On December 18, 2018, the Department for Environment, Food & Rural Affairs and the Environment Agency of the United Kingdom (UK) published a policy paper titled “Our Waste, Our Resources:  A Strategy for England.” The paper outlines the strategy to be implemented for the preservation of material resources through minimizing waste, promoting resource efficiency, and moving towards a circular economy. The strategic framework to be put forth is guided by two objectives: (1) to maximize the value of resource use; and (2) to minimize waste and its impact on the environment. It aims to deliver five strategic ambitions to work towards:

  • Assuring that all plastic packaging on the market be reusable, recycled, or compostable by 2025;
  • Eliminating food waste to landfill by 2030;
  • Eliminating avoidable plastic waste over the lifetime of the 25 Year Environment Plan;
  • Doubling resource productivity by 2050; and
  • Eliminating avoidable waste of all kinds by 2050.

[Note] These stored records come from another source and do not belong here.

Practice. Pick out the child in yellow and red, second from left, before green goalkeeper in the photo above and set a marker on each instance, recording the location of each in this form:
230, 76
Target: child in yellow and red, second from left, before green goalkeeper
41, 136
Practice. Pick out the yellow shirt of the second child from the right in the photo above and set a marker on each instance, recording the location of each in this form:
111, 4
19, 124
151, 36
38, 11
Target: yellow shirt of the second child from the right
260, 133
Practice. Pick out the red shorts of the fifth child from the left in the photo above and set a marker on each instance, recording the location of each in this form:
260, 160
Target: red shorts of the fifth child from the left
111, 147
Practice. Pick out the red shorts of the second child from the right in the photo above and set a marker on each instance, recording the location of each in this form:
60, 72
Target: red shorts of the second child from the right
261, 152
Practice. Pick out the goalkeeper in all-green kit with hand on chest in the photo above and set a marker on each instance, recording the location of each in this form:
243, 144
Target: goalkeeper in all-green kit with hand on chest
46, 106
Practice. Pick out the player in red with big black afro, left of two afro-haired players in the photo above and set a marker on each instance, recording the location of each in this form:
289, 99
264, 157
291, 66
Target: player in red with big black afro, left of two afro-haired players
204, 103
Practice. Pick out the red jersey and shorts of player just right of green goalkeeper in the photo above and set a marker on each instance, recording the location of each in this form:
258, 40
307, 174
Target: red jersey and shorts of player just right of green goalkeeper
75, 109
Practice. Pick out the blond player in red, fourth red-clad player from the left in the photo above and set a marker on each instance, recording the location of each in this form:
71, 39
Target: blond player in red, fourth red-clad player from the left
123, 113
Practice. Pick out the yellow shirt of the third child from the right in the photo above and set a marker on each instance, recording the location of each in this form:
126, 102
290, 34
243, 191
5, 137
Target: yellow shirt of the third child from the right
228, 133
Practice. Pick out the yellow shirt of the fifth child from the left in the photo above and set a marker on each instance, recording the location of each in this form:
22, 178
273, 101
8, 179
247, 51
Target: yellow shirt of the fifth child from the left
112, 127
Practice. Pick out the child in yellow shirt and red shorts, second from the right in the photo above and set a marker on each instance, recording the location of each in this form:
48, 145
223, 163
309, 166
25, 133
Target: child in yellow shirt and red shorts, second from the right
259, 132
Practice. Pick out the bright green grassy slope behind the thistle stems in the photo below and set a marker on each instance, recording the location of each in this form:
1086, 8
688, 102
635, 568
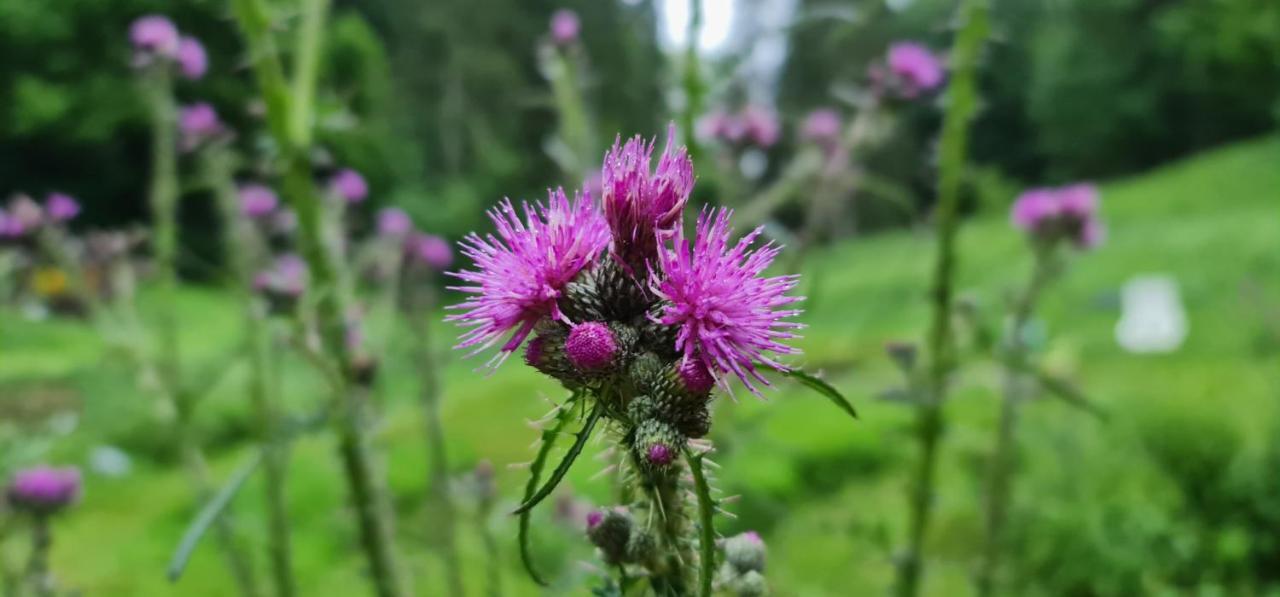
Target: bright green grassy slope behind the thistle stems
828, 493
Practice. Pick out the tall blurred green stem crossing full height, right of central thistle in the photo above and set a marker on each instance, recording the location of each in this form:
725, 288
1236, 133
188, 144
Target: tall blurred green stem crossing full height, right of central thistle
962, 104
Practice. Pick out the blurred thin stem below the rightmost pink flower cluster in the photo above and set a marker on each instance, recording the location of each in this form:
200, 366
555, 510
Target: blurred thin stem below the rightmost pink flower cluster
1000, 472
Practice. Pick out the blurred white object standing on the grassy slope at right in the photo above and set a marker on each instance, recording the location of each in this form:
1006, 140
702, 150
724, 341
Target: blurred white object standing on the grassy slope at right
1153, 318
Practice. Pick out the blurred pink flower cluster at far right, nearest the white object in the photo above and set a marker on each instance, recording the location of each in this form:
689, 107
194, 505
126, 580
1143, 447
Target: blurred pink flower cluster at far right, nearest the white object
1066, 213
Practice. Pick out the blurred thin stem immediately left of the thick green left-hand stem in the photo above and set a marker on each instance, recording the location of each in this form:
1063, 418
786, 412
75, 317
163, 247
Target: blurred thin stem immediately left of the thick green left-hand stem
239, 240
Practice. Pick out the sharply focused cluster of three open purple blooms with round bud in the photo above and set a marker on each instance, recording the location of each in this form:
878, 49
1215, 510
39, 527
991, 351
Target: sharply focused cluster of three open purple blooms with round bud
703, 308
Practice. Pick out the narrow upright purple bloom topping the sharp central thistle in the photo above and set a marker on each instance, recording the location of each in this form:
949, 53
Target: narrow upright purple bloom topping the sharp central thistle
644, 209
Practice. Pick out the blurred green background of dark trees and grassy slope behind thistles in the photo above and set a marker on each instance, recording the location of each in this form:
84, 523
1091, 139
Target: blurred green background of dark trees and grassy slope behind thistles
1172, 106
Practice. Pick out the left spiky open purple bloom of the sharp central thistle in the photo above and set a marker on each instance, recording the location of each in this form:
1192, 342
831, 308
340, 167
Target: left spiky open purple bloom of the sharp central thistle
523, 271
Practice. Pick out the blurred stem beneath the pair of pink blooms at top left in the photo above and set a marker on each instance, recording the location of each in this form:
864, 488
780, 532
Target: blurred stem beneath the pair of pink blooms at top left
164, 215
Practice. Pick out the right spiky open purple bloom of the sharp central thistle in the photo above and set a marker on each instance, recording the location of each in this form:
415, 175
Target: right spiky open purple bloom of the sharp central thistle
728, 315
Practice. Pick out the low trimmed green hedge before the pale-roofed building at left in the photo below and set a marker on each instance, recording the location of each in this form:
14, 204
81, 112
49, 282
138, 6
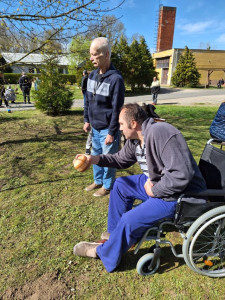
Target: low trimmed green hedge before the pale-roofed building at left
13, 78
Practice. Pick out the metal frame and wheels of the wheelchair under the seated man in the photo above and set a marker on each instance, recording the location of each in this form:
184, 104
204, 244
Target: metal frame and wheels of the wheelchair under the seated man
203, 238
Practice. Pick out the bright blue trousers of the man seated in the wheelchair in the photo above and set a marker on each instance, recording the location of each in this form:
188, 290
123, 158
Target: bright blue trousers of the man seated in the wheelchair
126, 225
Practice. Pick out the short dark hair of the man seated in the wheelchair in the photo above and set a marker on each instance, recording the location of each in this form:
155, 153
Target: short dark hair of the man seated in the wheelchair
133, 111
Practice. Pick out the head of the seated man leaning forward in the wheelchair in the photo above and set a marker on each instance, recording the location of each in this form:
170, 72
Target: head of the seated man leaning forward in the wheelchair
130, 119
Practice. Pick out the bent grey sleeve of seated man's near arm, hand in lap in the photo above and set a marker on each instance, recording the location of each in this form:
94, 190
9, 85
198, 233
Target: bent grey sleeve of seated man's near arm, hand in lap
178, 169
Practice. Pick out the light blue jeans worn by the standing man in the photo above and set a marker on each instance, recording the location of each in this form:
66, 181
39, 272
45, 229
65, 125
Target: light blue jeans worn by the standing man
104, 176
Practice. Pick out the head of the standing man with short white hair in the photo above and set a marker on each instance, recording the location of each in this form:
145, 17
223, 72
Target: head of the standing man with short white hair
100, 53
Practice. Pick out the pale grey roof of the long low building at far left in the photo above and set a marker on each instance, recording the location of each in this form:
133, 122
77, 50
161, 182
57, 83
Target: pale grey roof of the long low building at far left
34, 58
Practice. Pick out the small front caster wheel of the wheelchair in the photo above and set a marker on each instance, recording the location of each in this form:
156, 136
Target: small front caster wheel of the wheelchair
143, 265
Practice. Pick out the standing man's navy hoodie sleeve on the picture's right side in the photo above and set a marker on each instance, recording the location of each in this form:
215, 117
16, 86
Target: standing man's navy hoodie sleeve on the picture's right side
117, 102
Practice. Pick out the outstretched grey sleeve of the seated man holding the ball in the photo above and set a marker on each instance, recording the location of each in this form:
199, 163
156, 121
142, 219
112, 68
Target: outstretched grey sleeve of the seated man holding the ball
120, 160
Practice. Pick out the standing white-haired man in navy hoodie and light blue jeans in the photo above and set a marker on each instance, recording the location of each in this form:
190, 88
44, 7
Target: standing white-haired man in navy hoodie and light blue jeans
104, 98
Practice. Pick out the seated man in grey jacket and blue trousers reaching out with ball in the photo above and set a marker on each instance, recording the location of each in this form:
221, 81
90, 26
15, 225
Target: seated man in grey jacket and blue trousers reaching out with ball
168, 170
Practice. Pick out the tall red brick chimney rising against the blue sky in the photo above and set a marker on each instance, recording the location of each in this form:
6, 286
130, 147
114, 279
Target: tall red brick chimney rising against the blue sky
166, 28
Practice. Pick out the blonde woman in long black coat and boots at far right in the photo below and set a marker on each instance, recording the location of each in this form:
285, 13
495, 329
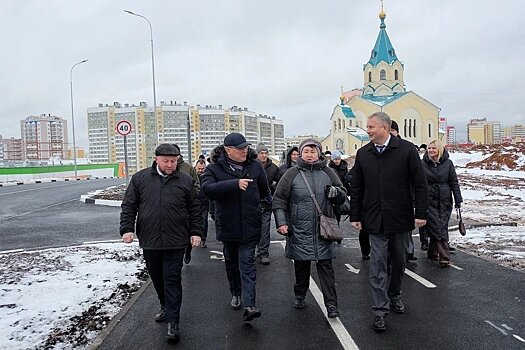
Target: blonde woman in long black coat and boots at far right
442, 185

Meant to complement other government strategies related to environment and resource productivity, the framework focuses on innovation. The strategy, for example, includes the launching of a call for evidence on the development of standards for biobased and biodegradable plastics in early to mid-2019. Highlighting the potential use of biowaste in the production of biogas, the paper defines what is called a “lifecycle” approach that complements the model of a circular economy. To grow the UK’s bioeconomy, this “lifecycle” approach is designed to reduce waste through reusing biodegradable and biobased products to extend the lifetime of resources. It would include the production of a waste hierarchy and food surplus for animal feed or biomaterial processing, increasing resource efficiency and waste reduction.